En un sens, les concerts d’Autechre n’ont jamais changé et les paradoxes qui les habitent sont toujours aussi marquants. Le spectacle a toujours lieu dans une obscurité quasi-complète (on y reviendra), laissant la place à un procédé assez ancien mais complètement renouvelé par le duo. Dans les années 1950, on appelle acousmatique cette écoute détachée de l’objet. Pour Pierre Schaeffer, à l’époque, le bruit de porte sans la porte n’est plus le bruit de porte, il est une occasion de redécouvrir le monde en séparant le son de son objet. D’où l’intérêt de fermer les yeux, faire l’obscurité sous notre vision pour éclaircir les bruits qui nous entourent. Sauf qu’en musique électronique, ce principe d’étrangeté est toujours plus ou moins présent.

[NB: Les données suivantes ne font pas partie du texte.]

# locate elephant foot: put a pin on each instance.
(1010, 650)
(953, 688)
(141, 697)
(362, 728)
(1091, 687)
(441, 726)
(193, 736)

À part quelques rares exceptions, lorsque la musique est produite principalement par informatique, il est compliqué de faire le lien entre ce qui joue et ce qui est joué.

Les séquences préparées par Autechre pour cette tournée n’échappent pas à la règle. En terme de matos, Rob Brown et Sean Booth travaillent sur deux iMacs derrière une vitre ; en terme de sonorités, on reste assez proche des lives de la fin des années 2010 comme ceux qu’on avait pu entendre sur AE_LIVE 2016-2018, à cela prêt que ce qu’on a entendu ce printemps était moins organique et plus proche de ce qui était présenté dans SIGN et PLUS en 2020. Plus de synthés, moins de gargouillis, pour la faire courte.

Dans le noir, la musique d’Autechre devient non plus une étrangeté liée à l’incompréhension de la machine, mais un espace assez doux, très personnel, dans lequel l’imagination peut faire émerger un univers à sa guise. C’est que leur musique offre déjà tant d’informations qu’on ne voudrait pas d’une lumière venant gâcher la fête mentale.

Cette acousmatique au carré, pourrait-on dire, reste tout de même insérée dans une géographie. À l’Élysée Montmartre, qui avait un peu plus joué le jeu de l’obscurité, notamment en collant des filtres sur les panneaux lumineux des issues de secours, une vague brume humaine se détachait dans le vieux théâtre, laissant tantôt apparaître le mouvement de la foule en bas, tantôt certaines aspérités des statues au plafond. Au Transbordeur, l’obscurité était cernée par quatre panneaux lumineux qui offrait un peu plus de tranquillité pour les déplacements, mais aussi, pourquoi pas, un fond sur lequel se laisser divaguer pendant l’écoute.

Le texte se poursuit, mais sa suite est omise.